With winter approaching and an ever-present threat of a second wave of COVID-19, the U.K. hospitality industry is turning to ways of helping customers through a cold snap.
For example, Caorunn is a gin distillery based in Speyside in the Scottish Highlands. Like its neighbouring whisky distilleries, it’s aware of a growing demand for toddies as heated drinks often referred to and has developed Apple Winter Toddy
Says Samantha Peters, its Global Communication Manager, “Socialising with friends outdoors this winter may come with a few sacrifices, but a hot toddy is the quintessential winter warmer.”
Restaurants and bars providing blankets is a Scandinavian import; a practical manifestation of the hygge culture. This year though, with both COVID-19 and environmental concerns over outdoor heaters, the other 2020 winter essential may be a blanket.
‘People are starting to buy my throws and scarves so they can take them with them rather than relying on a restaurant’s own’ says Jess Quinton of long-established Scottish-made knitwear firm Quinton & Chadwick which is stocked by Liberty London and Merci Paris.
The desolately beautiful Romney Marsh on the English coast in Kent is the birthplace of modern wool production. Romney sheep – with a long and fine staple – has been exported around the world, particularly New Zealand.
Romney Marsh Wools started manufacturing throws and blankets from its flock in 2008. Using a Welsh weaver, the results use only natural colours; the snuggler size (150cmx100cm) are the most practical and use a herringbone design; from 100 kilos twelve years ago to between one and two tonnes today.
Using woollen throws as portable warmth has a venerable history. The Shepherd’s Plaid Blanket created by Stag & Bruce and woven in Yorkshire uses a traditional houndstooth design with a warp and weft border that was originally used by Scottish shepherds to keep both themselves and orphaned lambs warm. It still blends practicality with sustainability.
Designer Moira Gillespie says: ‘My husband John and I established Stag & Bruce in 2016 to create limited editions of woollen throws and blankets from surplus yarn. This, we feel, is even more ethical than using recycled yarn which requires further processing.’

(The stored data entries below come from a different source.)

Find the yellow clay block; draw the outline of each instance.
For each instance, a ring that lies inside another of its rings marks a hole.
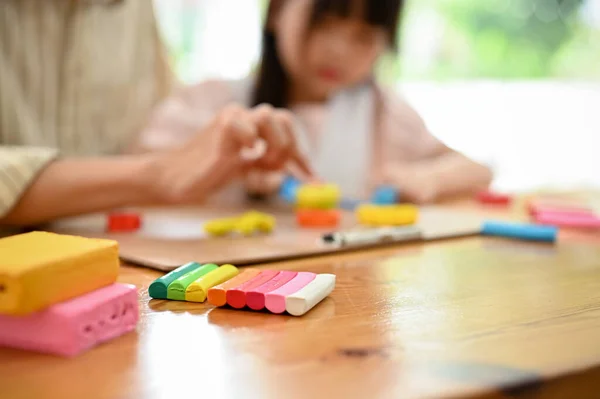
[[[414,224],[419,209],[414,205],[372,205],[356,208],[356,218],[360,224],[368,226],[402,226]]]
[[[25,315],[110,285],[116,241],[35,231],[0,239],[0,314]]]

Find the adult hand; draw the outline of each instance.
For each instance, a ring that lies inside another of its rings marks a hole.
[[[290,114],[267,105],[231,105],[184,147],[155,155],[154,188],[160,202],[198,202],[250,169],[297,170],[312,178]]]

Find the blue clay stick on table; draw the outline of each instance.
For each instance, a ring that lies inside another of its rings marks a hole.
[[[484,222],[481,234],[529,241],[555,242],[558,228],[528,223]]]
[[[292,176],[287,176],[279,187],[279,195],[286,201],[295,203],[296,193],[300,187],[300,181]]]
[[[400,202],[400,193],[393,186],[379,186],[371,196],[371,202],[376,205],[392,205]]]

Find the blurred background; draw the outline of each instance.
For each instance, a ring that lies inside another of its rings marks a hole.
[[[179,78],[243,78],[268,0],[154,0]],[[408,0],[379,65],[499,190],[600,189],[600,0]],[[231,12],[231,10],[235,12]]]

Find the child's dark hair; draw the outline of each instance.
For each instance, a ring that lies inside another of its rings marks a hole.
[[[252,93],[252,105],[271,104],[274,107],[287,106],[288,77],[283,69],[275,34],[269,29],[269,20],[287,0],[271,0],[267,12],[267,21],[263,29],[262,54],[258,69],[256,85]],[[317,24],[325,14],[342,17],[350,16],[356,1],[361,1],[362,19],[367,23],[382,27],[388,36],[392,48],[397,48],[397,31],[404,0],[313,0],[313,10],[309,21],[309,29]]]

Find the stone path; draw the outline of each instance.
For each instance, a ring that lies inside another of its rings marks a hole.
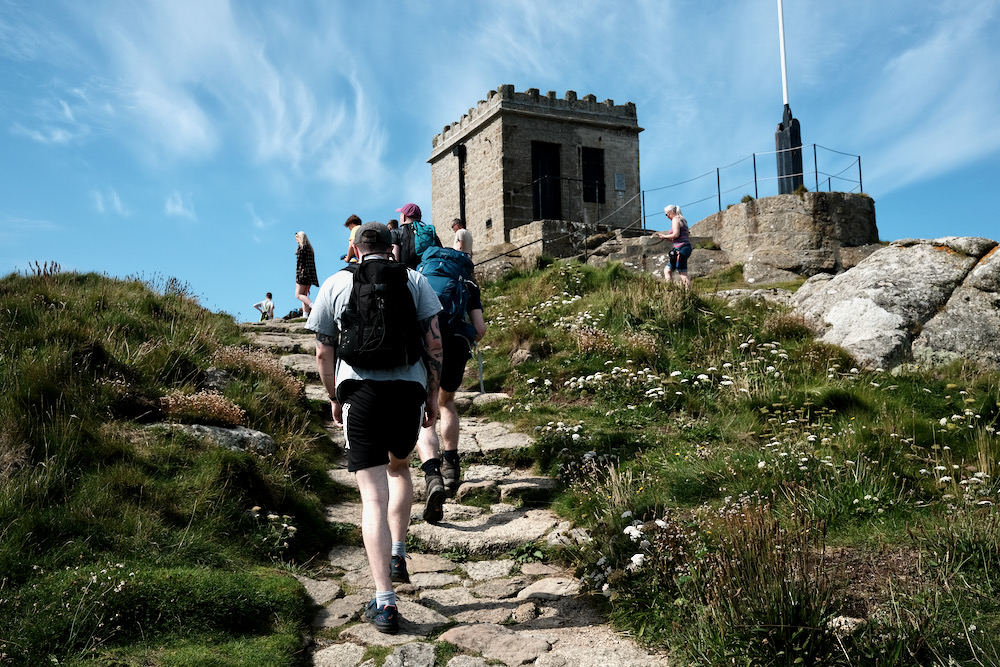
[[[307,383],[307,395],[325,399],[318,385],[315,341],[302,323],[247,324],[257,345],[282,357]],[[471,364],[470,364],[471,368]],[[468,381],[466,384],[470,384]],[[474,384],[474,381],[471,383]],[[505,395],[460,392],[462,412],[475,402]],[[335,444],[343,433],[326,425]],[[407,554],[411,583],[396,585],[401,617],[397,635],[379,633],[361,621],[374,596],[363,547],[341,546],[317,569],[323,578],[300,576],[319,608],[313,623],[316,667],[374,667],[371,647],[388,652],[387,667],[447,667],[488,664],[537,667],[653,667],[669,664],[614,632],[592,602],[580,595],[572,572],[541,562],[518,562],[511,551],[532,544],[589,539],[547,508],[553,480],[497,463],[532,438],[505,425],[461,417],[459,451],[463,483],[444,506],[438,525],[422,520],[423,473],[413,469],[415,500],[410,533],[421,545]],[[336,468],[330,476],[356,488],[353,475]],[[326,508],[332,522],[360,526],[361,503]],[[443,644],[442,642],[447,642]],[[449,646],[450,645],[450,646]]]

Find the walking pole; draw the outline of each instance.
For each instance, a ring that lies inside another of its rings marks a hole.
[[[462,336],[462,338],[465,338],[465,336]],[[469,352],[475,354],[479,360],[479,393],[485,394],[486,389],[483,387],[483,353],[479,351],[479,343],[475,340],[465,338],[465,342],[469,346]]]
[[[483,353],[479,350],[479,343],[473,342],[472,347],[476,350],[476,356],[479,358],[479,393],[485,394],[486,389],[483,387]]]

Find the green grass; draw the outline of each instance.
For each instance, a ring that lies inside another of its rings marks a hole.
[[[685,292],[557,262],[485,289],[513,398],[484,413],[536,431],[553,507],[594,538],[562,557],[680,664],[1000,664],[1000,375],[859,369],[782,307],[711,298],[740,268]]]
[[[684,291],[539,266],[484,286],[484,384],[512,398],[474,413],[536,434],[490,461],[559,480],[593,541],[543,555],[622,630],[677,664],[1000,664],[1000,375],[857,368],[779,306],[713,298],[736,268]],[[350,492],[301,383],[175,281],[39,270],[0,302],[4,659],[300,664],[290,573],[359,540],[324,519]]]
[[[335,542],[342,493],[301,383],[174,280],[38,270],[0,279],[0,302],[3,660],[298,664],[309,610],[282,568]],[[241,423],[278,451],[166,421]]]

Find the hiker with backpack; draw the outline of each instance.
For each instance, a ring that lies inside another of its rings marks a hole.
[[[486,321],[479,285],[473,279],[472,260],[467,254],[454,248],[429,248],[417,271],[427,278],[441,302],[438,315],[444,355],[438,391],[441,437],[438,438],[432,424],[420,429],[417,440],[426,485],[423,517],[428,523],[438,523],[444,517],[446,496],[455,494],[462,478],[455,392],[462,384],[465,365],[472,358],[472,346],[486,334]]]
[[[361,532],[375,583],[364,616],[379,632],[396,634],[393,582],[410,581],[409,460],[421,426],[433,427],[438,418],[441,304],[424,276],[391,259],[385,225],[365,223],[354,242],[361,261],[327,278],[306,328],[316,332],[320,380],[361,492]]]
[[[410,203],[396,209],[399,213],[399,229],[392,232],[392,255],[397,262],[411,269],[417,268],[420,257],[431,247],[440,247],[434,225],[420,219],[420,207]]]

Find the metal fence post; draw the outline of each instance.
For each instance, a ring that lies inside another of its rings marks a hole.
[[[760,199],[757,194],[757,154],[753,154],[753,198]]]
[[[816,144],[813,144],[813,171],[816,172],[816,192],[819,192],[819,161],[816,159]]]
[[[715,191],[719,193],[719,213],[722,213],[722,179],[719,178],[719,168],[715,168]]]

The British textile industry, traditionally based in Scotland, the North of England and Wales, is currently seeing a renaissance. Founded in 1983, Ian Mankin has a collection of blankets and throws, woven in one of the last textile mills in Lancashire. Finished with traditional blanket stitching, its merino lambswool blankets are reversible.
In Wales, centred around the Teifi valley and surrounding areas of Pembrokeshire and Carmarthenshire, woollen mills were often small. In 1926, there were estimated to be over 250. A hundred years later, only a handful survive, but the throws and blankets they produce are instantly recognisable and highly prized. Focussing on traditional design. London’s cult Labour & Wait shop has a good selection.
There are contemporary designs as well in Wales too. Melin Tregwynt, a small white-washed woollen mill, can be found in a remote wooded valley on the Pembrokeshire coast. Owned by the same family since 1912, it has a small but distinctive collection, including a ‘windfall’ range that uses surplus yarn. Trefriw, still powered by a vintage water turbine, produces intricately woven double weave blankets that are based on traditional designs. Its knee blanket, measuring 125cmx89cm, are eminently suitable for outdoor dining purposes.
The Queen has always seen the point of a knee blanket. Her go-to options in a Scottish check or tartan come from Johnstons of Elgin. First established in 1797, it is the only vertical mill in Scotland, in that it takes in raw fibre and carries out the processes of dyeing, spinning, weaving and finishing on one site. Johnstons, which also supplies Europe’s leading fashion houses, has both traditional and contemporary designs, in a range of wools, including cashmere.